Altro che arma medievale: la clava si trasforma e diventa un attrezzo fitness per eseguire allenamento funzionali e per rafforzare gli addominali. Proprio così: quella che associamo alla preistoria o ai combattimenti antichi è anche un attrezzo fitness molto usato nelle palestre di tutto il mondo con il nome di clubbell.

La clava indiana, o clubbell, è disponibile in diverse pesature e l’allenamento con questo attrezzo favorisce uno sviluppo armonioso dei muscoli, in particolare di quelli della parte alta del corpo e degli addominali, un po’ come nell’allenamento con il kettlebell.

Non immaginatevi la clava di ferro o quella dei Flintstones: il clubbell è un vero e proprio attrezzo fitness adattato alle necessità di un allenamento in tutta sicurezza, con l’impugnatura prevista per una o due mani e, se usata correttamente, prevede un allenamento funzionale davvero efficace.

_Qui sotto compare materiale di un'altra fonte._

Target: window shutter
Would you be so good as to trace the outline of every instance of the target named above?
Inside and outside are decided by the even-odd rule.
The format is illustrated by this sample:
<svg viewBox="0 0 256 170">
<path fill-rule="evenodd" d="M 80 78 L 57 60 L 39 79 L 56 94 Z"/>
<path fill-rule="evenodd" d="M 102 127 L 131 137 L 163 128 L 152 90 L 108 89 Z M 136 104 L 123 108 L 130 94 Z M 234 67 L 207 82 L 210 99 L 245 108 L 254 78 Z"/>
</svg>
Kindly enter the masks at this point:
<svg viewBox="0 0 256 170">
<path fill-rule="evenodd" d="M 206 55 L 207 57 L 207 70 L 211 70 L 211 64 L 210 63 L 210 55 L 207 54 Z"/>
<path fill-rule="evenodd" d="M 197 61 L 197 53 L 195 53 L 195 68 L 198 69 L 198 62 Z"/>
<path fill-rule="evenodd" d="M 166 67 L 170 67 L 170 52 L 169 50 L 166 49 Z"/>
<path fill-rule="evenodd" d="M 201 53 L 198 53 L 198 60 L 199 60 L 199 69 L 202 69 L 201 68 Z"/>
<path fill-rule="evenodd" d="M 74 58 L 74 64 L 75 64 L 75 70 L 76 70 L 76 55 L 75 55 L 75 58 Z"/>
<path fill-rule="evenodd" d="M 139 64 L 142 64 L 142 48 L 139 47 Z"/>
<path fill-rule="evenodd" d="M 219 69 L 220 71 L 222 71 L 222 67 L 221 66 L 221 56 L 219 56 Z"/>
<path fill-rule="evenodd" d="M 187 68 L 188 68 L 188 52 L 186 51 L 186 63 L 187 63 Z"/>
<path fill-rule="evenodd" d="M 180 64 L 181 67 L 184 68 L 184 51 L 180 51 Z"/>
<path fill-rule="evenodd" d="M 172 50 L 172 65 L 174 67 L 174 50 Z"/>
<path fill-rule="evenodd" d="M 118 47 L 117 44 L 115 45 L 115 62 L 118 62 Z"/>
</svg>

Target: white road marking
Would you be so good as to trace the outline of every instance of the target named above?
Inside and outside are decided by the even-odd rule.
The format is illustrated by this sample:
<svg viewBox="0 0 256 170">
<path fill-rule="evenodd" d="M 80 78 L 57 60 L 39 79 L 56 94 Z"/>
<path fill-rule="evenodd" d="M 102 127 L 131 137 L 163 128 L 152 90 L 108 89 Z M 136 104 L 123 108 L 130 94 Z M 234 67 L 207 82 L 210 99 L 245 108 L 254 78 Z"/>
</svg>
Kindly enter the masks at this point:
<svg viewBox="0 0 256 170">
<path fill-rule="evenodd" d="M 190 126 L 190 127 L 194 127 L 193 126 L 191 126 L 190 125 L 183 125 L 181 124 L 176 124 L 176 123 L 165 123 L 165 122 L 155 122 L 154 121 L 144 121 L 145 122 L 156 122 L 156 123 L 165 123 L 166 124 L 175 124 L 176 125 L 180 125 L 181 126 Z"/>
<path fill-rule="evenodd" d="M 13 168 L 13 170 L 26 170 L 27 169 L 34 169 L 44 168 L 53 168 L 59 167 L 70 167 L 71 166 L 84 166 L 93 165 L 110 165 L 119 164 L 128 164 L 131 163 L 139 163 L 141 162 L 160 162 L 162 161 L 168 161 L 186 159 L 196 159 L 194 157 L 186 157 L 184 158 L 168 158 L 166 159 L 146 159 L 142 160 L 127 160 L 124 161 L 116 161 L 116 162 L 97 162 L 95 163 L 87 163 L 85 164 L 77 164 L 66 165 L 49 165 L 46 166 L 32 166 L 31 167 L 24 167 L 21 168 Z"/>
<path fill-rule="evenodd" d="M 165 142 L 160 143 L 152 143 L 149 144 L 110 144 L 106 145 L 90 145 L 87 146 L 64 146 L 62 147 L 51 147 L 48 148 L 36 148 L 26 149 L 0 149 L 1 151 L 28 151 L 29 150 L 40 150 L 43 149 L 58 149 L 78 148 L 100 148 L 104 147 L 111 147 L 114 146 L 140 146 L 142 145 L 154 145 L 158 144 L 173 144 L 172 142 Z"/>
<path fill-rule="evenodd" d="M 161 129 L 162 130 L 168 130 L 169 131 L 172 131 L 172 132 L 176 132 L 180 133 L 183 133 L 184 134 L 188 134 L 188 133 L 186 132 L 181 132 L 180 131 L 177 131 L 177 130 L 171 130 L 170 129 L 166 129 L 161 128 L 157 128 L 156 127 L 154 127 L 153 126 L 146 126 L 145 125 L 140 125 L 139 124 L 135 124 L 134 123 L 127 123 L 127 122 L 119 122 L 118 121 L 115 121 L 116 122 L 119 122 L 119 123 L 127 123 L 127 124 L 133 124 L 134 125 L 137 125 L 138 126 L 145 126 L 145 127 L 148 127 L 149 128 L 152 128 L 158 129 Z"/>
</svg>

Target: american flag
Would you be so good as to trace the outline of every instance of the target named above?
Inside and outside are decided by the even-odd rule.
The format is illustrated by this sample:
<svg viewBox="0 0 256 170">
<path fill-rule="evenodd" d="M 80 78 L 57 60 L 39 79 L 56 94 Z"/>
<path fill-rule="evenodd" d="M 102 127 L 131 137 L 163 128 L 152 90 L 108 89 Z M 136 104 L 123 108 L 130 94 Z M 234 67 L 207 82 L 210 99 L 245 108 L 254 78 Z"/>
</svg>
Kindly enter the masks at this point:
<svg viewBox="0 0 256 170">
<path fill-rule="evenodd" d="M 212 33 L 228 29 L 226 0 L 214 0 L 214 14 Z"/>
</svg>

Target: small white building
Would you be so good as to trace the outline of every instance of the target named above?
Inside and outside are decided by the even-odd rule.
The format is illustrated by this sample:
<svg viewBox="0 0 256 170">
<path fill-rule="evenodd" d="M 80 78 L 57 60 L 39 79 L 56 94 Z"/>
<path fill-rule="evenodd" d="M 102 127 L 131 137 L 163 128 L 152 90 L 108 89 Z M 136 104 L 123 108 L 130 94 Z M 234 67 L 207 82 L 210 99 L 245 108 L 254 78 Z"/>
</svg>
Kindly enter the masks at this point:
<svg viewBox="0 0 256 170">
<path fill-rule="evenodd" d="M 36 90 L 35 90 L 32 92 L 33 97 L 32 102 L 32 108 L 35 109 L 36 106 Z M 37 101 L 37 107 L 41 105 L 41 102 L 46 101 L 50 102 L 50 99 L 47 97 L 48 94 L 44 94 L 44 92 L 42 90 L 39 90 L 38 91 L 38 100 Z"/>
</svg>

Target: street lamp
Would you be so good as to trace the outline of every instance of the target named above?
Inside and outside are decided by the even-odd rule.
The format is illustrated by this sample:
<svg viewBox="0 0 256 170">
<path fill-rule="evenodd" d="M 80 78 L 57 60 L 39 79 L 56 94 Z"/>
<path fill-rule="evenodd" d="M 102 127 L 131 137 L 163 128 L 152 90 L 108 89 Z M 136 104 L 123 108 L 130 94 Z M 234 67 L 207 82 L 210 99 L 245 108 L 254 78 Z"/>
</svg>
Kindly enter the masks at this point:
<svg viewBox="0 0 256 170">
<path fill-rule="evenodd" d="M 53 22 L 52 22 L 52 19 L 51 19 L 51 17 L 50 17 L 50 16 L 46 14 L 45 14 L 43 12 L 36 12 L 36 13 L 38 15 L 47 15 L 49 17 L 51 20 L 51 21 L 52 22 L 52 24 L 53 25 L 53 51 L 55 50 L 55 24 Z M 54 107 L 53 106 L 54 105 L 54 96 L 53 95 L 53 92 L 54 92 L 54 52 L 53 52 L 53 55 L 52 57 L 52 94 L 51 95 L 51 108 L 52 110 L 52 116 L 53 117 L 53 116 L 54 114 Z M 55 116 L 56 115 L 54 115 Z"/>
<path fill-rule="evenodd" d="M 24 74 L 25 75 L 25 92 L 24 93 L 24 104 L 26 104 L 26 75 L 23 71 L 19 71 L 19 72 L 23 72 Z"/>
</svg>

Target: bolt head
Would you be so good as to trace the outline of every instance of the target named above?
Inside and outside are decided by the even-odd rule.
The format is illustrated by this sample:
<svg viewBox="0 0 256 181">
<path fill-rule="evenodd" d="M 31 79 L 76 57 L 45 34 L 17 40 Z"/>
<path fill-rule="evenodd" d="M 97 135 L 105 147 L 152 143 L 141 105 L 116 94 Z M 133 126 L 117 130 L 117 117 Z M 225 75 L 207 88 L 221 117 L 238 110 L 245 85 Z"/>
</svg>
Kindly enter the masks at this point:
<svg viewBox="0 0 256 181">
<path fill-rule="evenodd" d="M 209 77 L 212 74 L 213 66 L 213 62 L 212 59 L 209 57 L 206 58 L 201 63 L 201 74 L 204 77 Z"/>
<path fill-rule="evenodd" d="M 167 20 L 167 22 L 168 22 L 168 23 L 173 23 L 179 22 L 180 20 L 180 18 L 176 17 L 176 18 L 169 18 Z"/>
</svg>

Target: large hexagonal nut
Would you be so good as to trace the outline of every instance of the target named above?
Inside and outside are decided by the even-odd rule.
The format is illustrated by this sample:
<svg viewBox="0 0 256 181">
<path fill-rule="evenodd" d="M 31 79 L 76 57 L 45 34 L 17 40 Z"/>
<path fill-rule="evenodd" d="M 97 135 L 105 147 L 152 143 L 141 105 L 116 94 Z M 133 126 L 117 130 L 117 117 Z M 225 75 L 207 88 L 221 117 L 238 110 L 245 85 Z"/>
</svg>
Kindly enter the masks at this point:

Come, dicevamo, con il clubbell è ideale per allenare la parte superiore del corpo e, quindi, le braccia, le spalle, la schiena, i pettorali e gli addominali; grazie ai movimenti di torsione che si eseguono con questo attrezzo, viene allenata in modo completo tutta la fascia dei muscoli del core. Proprio per questo, con il clubbell si allena la forza rotazionale dei muscoli e quella dei polsi. Inoltre, grazie al continuo cambio della forza del centro di gravità, il clubbell aumenta la tenuta dei muscoli, dei tendini e tiene le articolazioni allenate.

Vediamo ora qualche esercizio con il clubbell o clava indiana.

In posizione eretta, piegate le ginocchia e sistemate il clubbell davanti a voi; scendete a terra in squat, mantenendo le gambe larghe; afferrate il clubbell e ondeggiate con le braccia avanti e indietro alternandole. Non dimenticate di molleggiare sulle gambe giù e su e di tenere la schiena dritta. Nella stessa posizione tenete la clava con tutte e due le mani e muovetela avanti e indietro con le braccia all’interno delle gambe.

Sempre in piedi, tenete la clava con le mani dietro la testa e i gomiti piegati; portate in avanti le braccia tenendole all’altezza delle spalle e, nello stesso momento, scendete verso il basso con i glutei.